The invention discloses a kind of method for significantly improving linoleate isomerase amount of soluble expression in recombination bacillus coli, belong to field of genetic engineering.The present invention is to be used as starting strain using recombination bacillus coli E.coli BL21 (DE3) (pET 22b (+)/pai), by co-expressing molecular chaperone protein, aid in the folding of linoleate isomerase, increase the Soluble expression levels of linoleate isomerase, so as to increase the method for linoleate isomerase enzyme activity.Finally preferably go out chaperone systems GroEL GroES, the enzyme activity of linoleate isomerase is improved 56%.

Description

One kind significantly improves linoleate isomerase amount of soluble expression in recombination bacillus coli Method
Technical field
The present invention relates to a kind of method for significantly improving linoleate isomerase amount of soluble expression in recombination bacillus coli, Belong to field of genetic engineering.
Technical background
Conjugated linoleic acid is as a kind of newfound nutrient, at present in American-European healthy food circle, almost into Prevent the cure-all medicine of modern civilization diseases, from anticancer to prevention of cardiovascular disease, diabetes, onto body weight control, almost live In the indispensable healthy food of 21st century modern.At present, conjugated linoleic acid is mainly by being chemically synthesized, no Only cause serious chemical pollution, and synthesis obtain be various structures conjugated linoleic acid mixture, downstream separation into This is very high.Recent years, the focus of research be gradually transferred to synthesized using bioanalysis in single-minded conjugated linoleic acid come.

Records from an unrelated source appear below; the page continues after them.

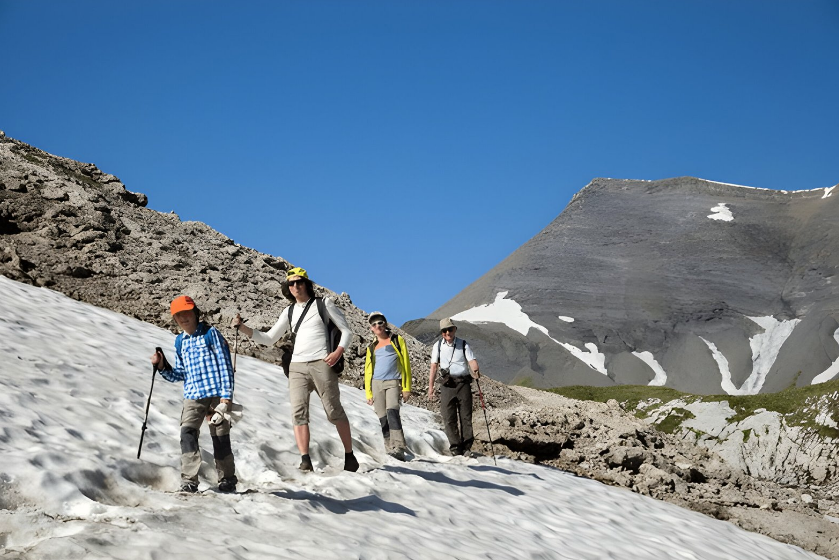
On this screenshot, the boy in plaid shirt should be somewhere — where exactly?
[151,296,238,492]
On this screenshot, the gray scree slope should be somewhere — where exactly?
[403,177,839,394]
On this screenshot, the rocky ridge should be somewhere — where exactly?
[403,177,839,395]
[0,133,839,558]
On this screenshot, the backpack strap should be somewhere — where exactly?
[288,300,312,334]
[175,321,212,363]
[390,333,405,360]
[315,297,332,352]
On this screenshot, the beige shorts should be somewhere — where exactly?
[288,360,347,426]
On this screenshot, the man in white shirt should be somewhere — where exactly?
[428,318,481,457]
[231,267,358,471]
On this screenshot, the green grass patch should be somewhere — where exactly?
[550,380,839,441]
[549,385,693,410]
[656,408,696,434]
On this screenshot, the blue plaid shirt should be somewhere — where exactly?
[160,322,233,400]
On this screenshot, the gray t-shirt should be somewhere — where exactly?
[431,338,475,377]
[373,344,402,381]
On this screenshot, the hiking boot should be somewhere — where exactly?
[218,475,239,494]
[344,451,358,472]
[388,449,405,461]
[178,482,198,494]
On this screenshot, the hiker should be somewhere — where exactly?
[151,296,238,493]
[364,311,411,461]
[230,267,358,471]
[428,318,481,457]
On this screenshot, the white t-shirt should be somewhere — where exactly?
[251,298,352,362]
[431,337,475,377]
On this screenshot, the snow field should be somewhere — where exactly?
[0,277,817,560]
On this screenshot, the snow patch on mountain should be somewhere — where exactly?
[632,352,667,387]
[452,291,608,375]
[0,277,818,560]
[452,292,550,336]
[810,329,839,385]
[699,317,801,395]
[708,202,734,222]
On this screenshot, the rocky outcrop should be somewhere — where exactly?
[475,388,839,558]
[641,392,839,486]
[403,177,839,394]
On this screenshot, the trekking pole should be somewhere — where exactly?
[233,327,239,373]
[475,378,498,467]
[137,346,163,459]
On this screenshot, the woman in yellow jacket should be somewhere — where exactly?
[364,311,411,461]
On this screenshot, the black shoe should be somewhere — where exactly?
[388,449,405,461]
[218,475,239,494]
[344,451,358,472]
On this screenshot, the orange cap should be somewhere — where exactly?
[169,296,195,315]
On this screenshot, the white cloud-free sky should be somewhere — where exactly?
[0,277,818,560]
[0,0,839,324]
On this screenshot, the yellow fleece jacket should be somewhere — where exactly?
[364,334,411,399]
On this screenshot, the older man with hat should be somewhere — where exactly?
[428,317,481,457]
[231,267,359,471]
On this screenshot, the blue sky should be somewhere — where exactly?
[0,0,839,324]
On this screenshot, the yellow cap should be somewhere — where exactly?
[285,266,309,280]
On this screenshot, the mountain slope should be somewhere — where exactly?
[404,177,839,393]
[0,277,817,560]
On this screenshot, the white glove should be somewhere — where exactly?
[210,403,244,426]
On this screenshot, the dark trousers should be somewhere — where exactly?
[440,376,474,455]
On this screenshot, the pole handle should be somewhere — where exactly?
[137,346,163,459]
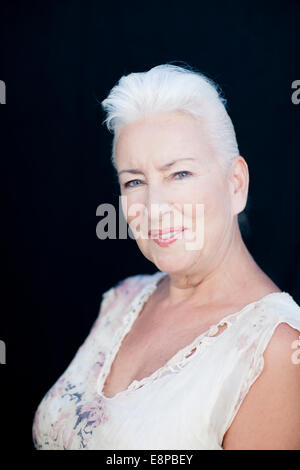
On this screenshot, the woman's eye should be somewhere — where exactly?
[124,180,141,188]
[174,171,191,180]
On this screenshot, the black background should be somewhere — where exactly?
[0,0,300,451]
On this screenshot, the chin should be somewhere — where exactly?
[148,249,196,274]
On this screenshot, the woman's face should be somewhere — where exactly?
[115,111,234,274]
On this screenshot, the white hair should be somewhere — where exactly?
[101,63,239,171]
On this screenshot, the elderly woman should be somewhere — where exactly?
[33,64,300,450]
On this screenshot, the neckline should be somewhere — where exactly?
[97,271,290,401]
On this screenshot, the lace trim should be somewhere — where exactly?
[97,271,289,400]
[97,271,231,400]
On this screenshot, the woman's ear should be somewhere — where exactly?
[229,155,249,215]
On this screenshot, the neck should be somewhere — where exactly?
[165,223,272,306]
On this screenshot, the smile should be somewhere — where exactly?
[150,227,184,247]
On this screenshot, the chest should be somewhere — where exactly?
[102,306,226,397]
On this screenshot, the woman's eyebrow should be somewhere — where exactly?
[118,157,196,176]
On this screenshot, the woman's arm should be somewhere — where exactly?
[223,323,300,450]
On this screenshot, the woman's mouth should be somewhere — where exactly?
[149,227,184,247]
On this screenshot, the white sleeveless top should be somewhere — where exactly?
[32,271,300,450]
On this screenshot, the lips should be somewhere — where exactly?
[149,227,184,247]
[148,227,184,239]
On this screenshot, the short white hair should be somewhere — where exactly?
[101,63,239,171]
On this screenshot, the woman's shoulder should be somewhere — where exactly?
[224,292,300,449]
[95,271,163,324]
[261,291,300,329]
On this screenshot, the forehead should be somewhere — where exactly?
[115,111,213,169]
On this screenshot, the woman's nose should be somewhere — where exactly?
[146,187,180,230]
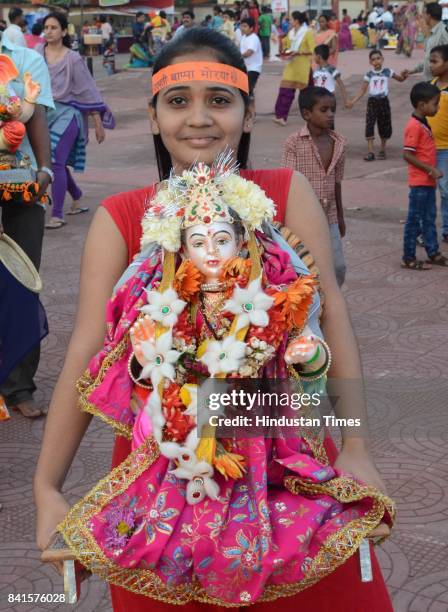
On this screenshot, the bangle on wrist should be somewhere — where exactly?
[37,166,54,183]
[290,340,332,382]
[304,345,320,365]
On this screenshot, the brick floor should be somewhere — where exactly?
[0,51,448,612]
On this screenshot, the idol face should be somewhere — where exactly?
[184,223,241,283]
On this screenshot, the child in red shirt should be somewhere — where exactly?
[401,83,448,270]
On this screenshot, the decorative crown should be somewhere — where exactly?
[141,151,275,252]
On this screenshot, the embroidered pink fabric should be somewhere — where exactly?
[74,241,392,604]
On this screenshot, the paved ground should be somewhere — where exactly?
[0,51,448,612]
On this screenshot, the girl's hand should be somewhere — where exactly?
[334,442,387,495]
[95,121,106,144]
[36,489,70,574]
[334,443,390,538]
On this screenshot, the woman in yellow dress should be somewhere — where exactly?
[274,11,316,125]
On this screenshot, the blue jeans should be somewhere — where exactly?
[403,187,439,261]
[437,149,448,235]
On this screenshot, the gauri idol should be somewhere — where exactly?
[59,156,394,607]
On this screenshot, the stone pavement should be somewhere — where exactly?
[0,51,448,612]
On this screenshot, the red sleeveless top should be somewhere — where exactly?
[102,168,392,612]
[102,168,293,263]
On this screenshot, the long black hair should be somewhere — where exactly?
[152,27,252,180]
[42,11,72,49]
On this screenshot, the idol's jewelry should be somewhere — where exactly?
[128,353,152,389]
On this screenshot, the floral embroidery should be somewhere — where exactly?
[222,530,262,580]
[160,546,193,585]
[104,504,136,550]
[146,493,179,544]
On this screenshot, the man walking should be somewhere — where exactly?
[2,6,26,47]
[258,6,272,59]
[240,17,263,95]
[410,2,448,81]
[0,36,54,418]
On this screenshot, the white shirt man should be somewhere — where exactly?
[376,9,394,25]
[101,21,114,43]
[2,23,27,47]
[439,0,448,23]
[240,17,263,94]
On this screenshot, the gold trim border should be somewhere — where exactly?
[57,437,395,608]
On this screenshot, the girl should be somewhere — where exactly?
[316,15,339,67]
[274,11,316,126]
[36,12,114,229]
[34,28,391,612]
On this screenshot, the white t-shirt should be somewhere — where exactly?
[240,33,263,72]
[439,0,448,21]
[364,68,394,98]
[101,21,113,40]
[313,64,341,93]
[376,11,394,23]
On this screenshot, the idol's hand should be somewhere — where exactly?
[129,315,156,368]
[285,335,327,372]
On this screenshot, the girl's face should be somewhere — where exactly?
[44,17,67,43]
[429,53,448,76]
[184,223,241,283]
[150,50,254,172]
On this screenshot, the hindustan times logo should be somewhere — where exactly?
[207,389,321,411]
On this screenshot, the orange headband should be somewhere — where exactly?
[152,62,249,96]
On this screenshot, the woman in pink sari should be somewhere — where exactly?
[396,0,418,57]
[316,15,339,66]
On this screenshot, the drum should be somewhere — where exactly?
[0,234,48,384]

At present, it is by from the Asia oil of propionibacterium acnes using the method for bioanalysis synthesis specificity conjugated linoleic acid Acid isomer enzyme heterogenous expression in other hosts, then with the direct catalytic production conjugated linoleic acid of recombinant bacterium or extract intracellular expression Enzyme, with the production of enzymatic conjugated linoleic acid.Wherein engineering bacteria is built as host produce linoleate isomerase using Escherichia coli When, restructuring linoleate isomerase mainly exists in the form of inclusion body, and the soluble recombinant protein with enzymatic activity is seldom, seriously The process using enzyme law catalysis production conjugated linoleic acid is limited, improves restructuring linoleate isomerase amount of soluble expression and enzyme activity Power becomes the key using biotransformation method production conjugated linoleic acid.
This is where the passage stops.